The Irish government, under the aegis NAMA, will pay interest on these bonds to the Irish banks at initial rate of 1.5 % interest.
NAMA will pay somewhat more to the banks for the loans than their current market value, by endeavouring to estimate what the property underlying the loans will worth in five to seven years’ time, by which time it is anticipated that a recovery may have set in. The current “market value” (the actual value) is €47 billion. But the State is going to pay €54 billion - some €7 billion on top of the current market value and 70 per cent of the book value. The problem with this is that the property market may fall further. It is also possible that the property market may not recover for a prolonged period of time. If this transpires the banks will have been overpaid for the loans and the taxpayer will be left with assets, which are worth much less than it paid for them.
The ECB will lend to the Irish banks. The government-backed bonds will secure this lending. In short the Irish taxpayer provides the collateral. The taxpayer is liable for the principle and interest on these bonds.
The ECB will NOT lend to NAMA. To do so would contravene Article 101. Sean Fleming TD-on Six One News and Willie O’Dea Minister for Defence on Morning Ireland have claimed that the ECB is funding NAMA. Their assertions are factually incorrect.
The Irish taxpayer is taking the lions share of the risk.

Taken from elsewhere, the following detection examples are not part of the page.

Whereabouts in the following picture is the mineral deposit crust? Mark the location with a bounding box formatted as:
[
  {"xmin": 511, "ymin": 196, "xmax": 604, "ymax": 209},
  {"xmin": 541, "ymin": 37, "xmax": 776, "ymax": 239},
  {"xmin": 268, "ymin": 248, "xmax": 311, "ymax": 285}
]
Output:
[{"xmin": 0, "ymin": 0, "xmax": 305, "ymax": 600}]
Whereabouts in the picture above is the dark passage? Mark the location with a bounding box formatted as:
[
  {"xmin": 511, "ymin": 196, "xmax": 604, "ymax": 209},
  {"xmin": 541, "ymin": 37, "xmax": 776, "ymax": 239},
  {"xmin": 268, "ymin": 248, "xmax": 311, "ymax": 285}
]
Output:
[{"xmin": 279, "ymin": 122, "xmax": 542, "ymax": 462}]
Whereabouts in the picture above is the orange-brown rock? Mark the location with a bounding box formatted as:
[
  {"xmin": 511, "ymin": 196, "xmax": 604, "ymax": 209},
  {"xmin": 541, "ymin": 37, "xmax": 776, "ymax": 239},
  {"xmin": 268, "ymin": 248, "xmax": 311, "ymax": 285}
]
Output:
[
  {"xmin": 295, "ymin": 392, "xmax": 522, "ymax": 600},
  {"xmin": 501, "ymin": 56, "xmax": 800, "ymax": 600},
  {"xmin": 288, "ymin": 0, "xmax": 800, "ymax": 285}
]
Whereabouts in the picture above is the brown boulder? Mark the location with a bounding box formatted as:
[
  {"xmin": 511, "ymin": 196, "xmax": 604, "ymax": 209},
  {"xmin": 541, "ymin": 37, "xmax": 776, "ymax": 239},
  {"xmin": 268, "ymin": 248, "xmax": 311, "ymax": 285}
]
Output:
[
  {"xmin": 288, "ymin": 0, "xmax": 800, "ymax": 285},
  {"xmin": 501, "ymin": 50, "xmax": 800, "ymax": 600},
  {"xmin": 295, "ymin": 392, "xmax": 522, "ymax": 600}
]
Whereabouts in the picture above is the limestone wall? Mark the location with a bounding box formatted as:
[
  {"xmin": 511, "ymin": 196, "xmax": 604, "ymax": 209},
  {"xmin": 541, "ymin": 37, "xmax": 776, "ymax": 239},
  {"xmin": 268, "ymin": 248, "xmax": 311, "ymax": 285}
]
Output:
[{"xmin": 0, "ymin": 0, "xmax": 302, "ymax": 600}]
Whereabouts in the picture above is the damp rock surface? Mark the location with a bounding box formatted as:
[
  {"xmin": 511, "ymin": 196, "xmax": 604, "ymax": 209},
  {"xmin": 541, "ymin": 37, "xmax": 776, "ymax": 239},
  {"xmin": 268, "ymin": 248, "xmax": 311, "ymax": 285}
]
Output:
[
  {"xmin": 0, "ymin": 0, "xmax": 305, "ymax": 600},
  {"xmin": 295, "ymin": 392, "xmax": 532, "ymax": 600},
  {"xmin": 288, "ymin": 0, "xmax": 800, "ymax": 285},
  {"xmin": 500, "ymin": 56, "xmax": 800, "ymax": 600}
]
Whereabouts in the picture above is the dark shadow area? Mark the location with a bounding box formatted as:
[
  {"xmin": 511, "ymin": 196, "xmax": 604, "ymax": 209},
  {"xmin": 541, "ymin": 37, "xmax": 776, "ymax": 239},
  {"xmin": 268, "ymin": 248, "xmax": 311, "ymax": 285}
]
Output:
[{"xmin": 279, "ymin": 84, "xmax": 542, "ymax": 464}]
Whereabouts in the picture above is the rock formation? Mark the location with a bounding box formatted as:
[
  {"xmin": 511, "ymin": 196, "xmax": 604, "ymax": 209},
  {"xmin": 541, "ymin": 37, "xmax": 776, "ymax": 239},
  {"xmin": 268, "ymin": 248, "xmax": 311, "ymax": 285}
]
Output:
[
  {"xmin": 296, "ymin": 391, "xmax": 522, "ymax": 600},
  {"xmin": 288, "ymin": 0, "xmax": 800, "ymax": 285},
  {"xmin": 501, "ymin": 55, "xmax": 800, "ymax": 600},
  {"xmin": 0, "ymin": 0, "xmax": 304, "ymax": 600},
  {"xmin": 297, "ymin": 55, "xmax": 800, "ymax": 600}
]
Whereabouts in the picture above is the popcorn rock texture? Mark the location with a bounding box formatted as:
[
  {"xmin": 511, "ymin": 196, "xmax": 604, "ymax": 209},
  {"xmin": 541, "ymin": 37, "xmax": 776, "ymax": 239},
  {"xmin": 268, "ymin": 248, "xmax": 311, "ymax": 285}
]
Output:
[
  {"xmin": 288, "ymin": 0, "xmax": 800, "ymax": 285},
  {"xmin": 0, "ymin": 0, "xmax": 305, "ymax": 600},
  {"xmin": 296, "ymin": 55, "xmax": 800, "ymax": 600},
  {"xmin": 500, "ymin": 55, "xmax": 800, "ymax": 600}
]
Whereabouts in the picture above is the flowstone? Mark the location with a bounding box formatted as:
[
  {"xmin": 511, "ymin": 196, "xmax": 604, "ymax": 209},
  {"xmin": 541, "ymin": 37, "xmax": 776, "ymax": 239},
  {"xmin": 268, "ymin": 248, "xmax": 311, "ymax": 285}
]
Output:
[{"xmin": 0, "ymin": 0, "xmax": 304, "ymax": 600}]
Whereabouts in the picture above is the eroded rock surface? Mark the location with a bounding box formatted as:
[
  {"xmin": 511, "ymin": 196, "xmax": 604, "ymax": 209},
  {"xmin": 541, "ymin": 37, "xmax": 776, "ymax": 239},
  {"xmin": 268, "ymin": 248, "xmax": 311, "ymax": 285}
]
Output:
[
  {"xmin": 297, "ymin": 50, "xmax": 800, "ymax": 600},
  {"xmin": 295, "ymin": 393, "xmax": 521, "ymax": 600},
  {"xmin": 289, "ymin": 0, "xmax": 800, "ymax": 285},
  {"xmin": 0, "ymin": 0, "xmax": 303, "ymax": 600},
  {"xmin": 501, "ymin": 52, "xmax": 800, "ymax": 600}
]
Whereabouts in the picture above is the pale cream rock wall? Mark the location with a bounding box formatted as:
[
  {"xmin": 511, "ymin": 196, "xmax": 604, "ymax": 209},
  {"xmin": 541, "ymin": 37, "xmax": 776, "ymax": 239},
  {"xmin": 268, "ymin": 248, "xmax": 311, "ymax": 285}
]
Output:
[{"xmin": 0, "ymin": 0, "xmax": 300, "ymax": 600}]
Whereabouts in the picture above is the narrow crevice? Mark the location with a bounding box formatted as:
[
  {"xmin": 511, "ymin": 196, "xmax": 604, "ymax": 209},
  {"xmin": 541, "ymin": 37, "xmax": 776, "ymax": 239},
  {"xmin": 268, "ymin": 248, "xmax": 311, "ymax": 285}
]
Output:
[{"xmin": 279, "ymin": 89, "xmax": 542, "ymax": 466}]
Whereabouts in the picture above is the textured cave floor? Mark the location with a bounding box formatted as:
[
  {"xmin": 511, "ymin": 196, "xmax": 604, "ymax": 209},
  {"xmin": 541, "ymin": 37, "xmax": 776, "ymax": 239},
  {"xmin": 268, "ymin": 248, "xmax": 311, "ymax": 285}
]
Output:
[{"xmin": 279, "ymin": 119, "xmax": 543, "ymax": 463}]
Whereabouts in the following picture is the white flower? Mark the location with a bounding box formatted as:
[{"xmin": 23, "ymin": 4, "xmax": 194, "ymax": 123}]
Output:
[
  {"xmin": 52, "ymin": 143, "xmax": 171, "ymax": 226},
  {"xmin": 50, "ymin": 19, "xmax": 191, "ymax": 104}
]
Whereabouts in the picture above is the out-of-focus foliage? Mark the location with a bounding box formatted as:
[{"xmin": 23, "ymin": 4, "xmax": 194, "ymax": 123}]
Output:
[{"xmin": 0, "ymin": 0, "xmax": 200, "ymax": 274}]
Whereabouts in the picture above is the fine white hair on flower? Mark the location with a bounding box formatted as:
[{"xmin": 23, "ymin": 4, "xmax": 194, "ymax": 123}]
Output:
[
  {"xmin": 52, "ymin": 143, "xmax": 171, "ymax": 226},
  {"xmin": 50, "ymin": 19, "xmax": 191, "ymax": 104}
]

This has the potential to go seriously wrong. Quite frankly the state will pay too much for the assets. Already Bank of Ireland and AIB shares have risen sharply today with Mr Lenihan's announcement. Good news for the banks. But what about the poor taxpayer?
According to Richard Bruton:
“The Minister is asking us to give a commitment of €54 billion, €30,000 for every household in the State,” “The taxpayer is being asked not just to buy impaired loans from the banks. We are being asked to pay billions more than the market value for them. Remarkably this extraordinary act is being done without any forensic analysis of the costs and benefits, of the risks and threats.”